Oct. 16, 2008 is National Think Pink Day to raise awareness for breast cancer. Since the ’90s, the incidence of breast cancer has increased. Fewer women, however, have died due to the preventative measures people can take. October is breast cancer awareness month. Pink ribbons and other symbols are omnipresent.
What is breast cancer?
Breast cancer is a disease that affects both men and women. It occurs when there is an abnormal cell growth in tissue inside of the breast. The most common place for cells to grow abnormally is within the ducts-the areas that carry milk to the nipple-and the lobules-glands that make the milk. Breast cancer is diagnosed more frequently in women because it linked closely to the hormone estrogen. Since men have a small percentage of estrogen, they are likely to contract the disease as well.
Early signs of breast cancer
Any kind of swelling, redness and enlarged lymph nodes (will feel like a large bump) may be cause for concern. If any of these occur ,it doesn’t necessarily mean one has breast cancer, but does call for a visit to the doctor. The visit is the first step to diagnosing the problem.
Ways to prevent
Talk to family physicians about the possibility of having an annual mammogram. This procedure has a high success rate of diagnosing women and men with breast cancer. Figure out if there is a family history of cancer. Do self-exams and be aware of early-detection signs. Unproven methods of prevention are exercising regularly and losing excess body fat.
When there’s a risk
Women and men who have a family history of breast cancer or have had breast cancer previously should exercise greater vigilance. The risk of breast cancer also increases with age. Women who are under the age of 35 have less of a risk of developing cancer unless there is a family history of it. Other conditions associated with greater risk include an overexposure to estrogen and use of birth control pills. Other factors include early menstruation, a late menopause, never being pregnant and pregnancy late in life. Other potential risk factors include alcohol use and exposure to radiation. Unproven risk factors include dietary fat, environmental pollutants, cigarette smoking, abortion/miscarriage history and being above the average body height/weight.
In 2008, the statistics show that 182,460 women and 1,990 men were diagnosed with new cases of breast cancer. So far this year, 40,480 women and 450 men have died. For general information, go to breastcancer.org and surf the Web site to know more about the disease and get advice from others who have already gone through their own battles against breast cancer.
Thurs. Oct. 16 at Cabrini
Donate $5 to Susan G. Koman for the Cure and wear pink today, Oct. 16.
Join Eileen Morgans, breast cancer coordinator from the Comprehensive Breast Cancer in the Mansion Dining Room from 12 p.m.-1 p.m. for free lunch, door prizes and general information about breast cancer.
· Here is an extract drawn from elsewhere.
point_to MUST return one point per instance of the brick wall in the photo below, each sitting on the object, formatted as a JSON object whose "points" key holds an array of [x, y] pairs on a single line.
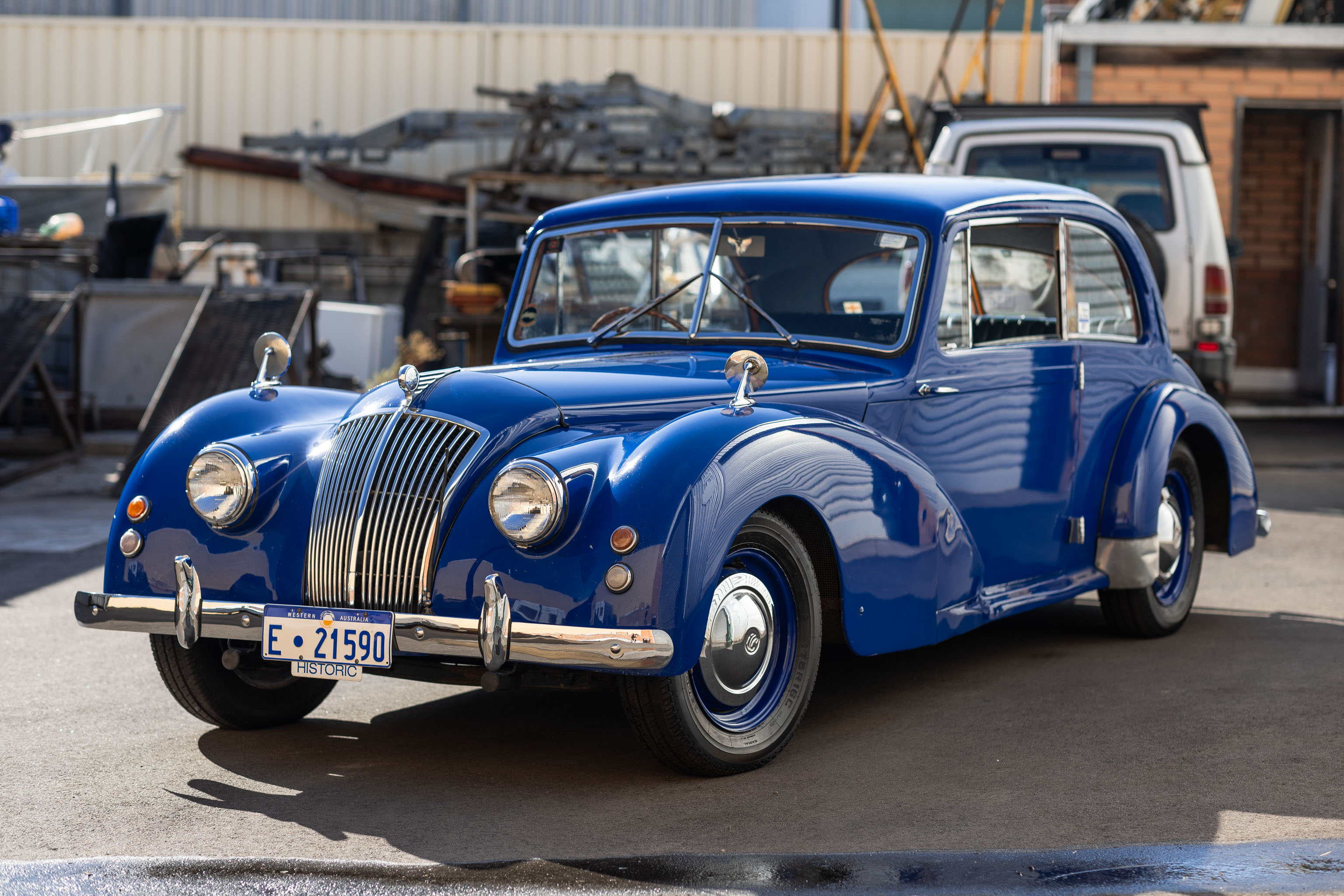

Between 11 a.m. and 2 p.m. enjoy a “pinkalicious” lunch menu at the Marketplace and visit the Health Hut located outside the Marketplace for free pink ribbons, fitness testing, information, fitness and enter drawing for great giveaways.
Later that night, join P.A.R.T.Y. at 8 p.m. in the Xavier Great Room and watch the movie “Stepmom.” Students will be able to make their own pink awareness ribbon to support the cause.
Each event that takes place will gain a new stamp in the passport for success program.